Nea Zealand’s Tourism Industry think it’s a good start but look for more funding

Tourism Industry Aotearoa had called on the Government to set up a central infrastructure fund of up to $100 million to support local communities dealing with an influx of tourists.

Chris Roberts, the association’s chief executive, said Key’s announcement was “a good start”, but more money would likely be needed.

“If presented with enough sensible investments that provide a long term return for New Zealand, there will be good reasons for government to look at adding to the initial funding.”

Roberts said the tourism industry was dealing with “unprecedented growth levels”, and smaller regions did not have enough money to pay for the tourism infrastructure they needed.

Local Government New Zealand president Lawrence Yule said the funding needed to be seen as the “first tranche” of support.

“$12 million over four years is better than what we had yesterday – I’m pleased because these things can often take time, but actually in a pretty short time the Government responded and we’re grateful for that.” Yule said the initial funding would likely go towards “basic amenities” like toilet blocks.

Local authorities were working with the tourism industry to develop a sustainable funding model for infrastructure.

They would present their work to the Government at the end of the year for consideration “in a more significant way” in next year’s Budget.

New Zealand’s tourism sector has exceeded forecasts by hitting an expected $32.5billion of tourist spending in the year to March, but getting visitors out of hot-spots like Queenstown to visit further afield is proving difficult.

Tourism Industry Association’s (TIA) chief executive Chris Roberts released a report on the industry’s tourism strategy, Tourism 2025, which had a goal of increasing tourism revenue to $41billion in 2025.

Two years into that strategy, revenue had risen from $27billion to $32.5billion, more than the growth rate required to reach the goal. The value of the visitor economy had also grown.
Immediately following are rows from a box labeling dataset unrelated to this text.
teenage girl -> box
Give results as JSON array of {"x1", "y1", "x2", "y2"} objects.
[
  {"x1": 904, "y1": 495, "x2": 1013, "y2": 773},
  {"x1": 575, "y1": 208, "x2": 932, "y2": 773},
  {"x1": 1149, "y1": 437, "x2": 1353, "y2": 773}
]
Arrivals in the country were up 9.6% last year and visitor spending rose 31%.

In the two years, total international arrivals were up 15.6%, hotel revenue per room was up 23.3%, and guest nights up 10.7%

But Mr Roberts said along with trying to attract tourists in off-peak times, “dispersal” – getting tourists to visit regions outside major tourist hotspots – was an issue.

Improving the spread of tourism across the country would ensure all regions benefited, as well as taking the pressure off popular destinations such as Queenstown, where “the strain is going to come” in summer.

“We could take another million visitors tomorrow, if they are dispersed around the country,” Mr Roberts said.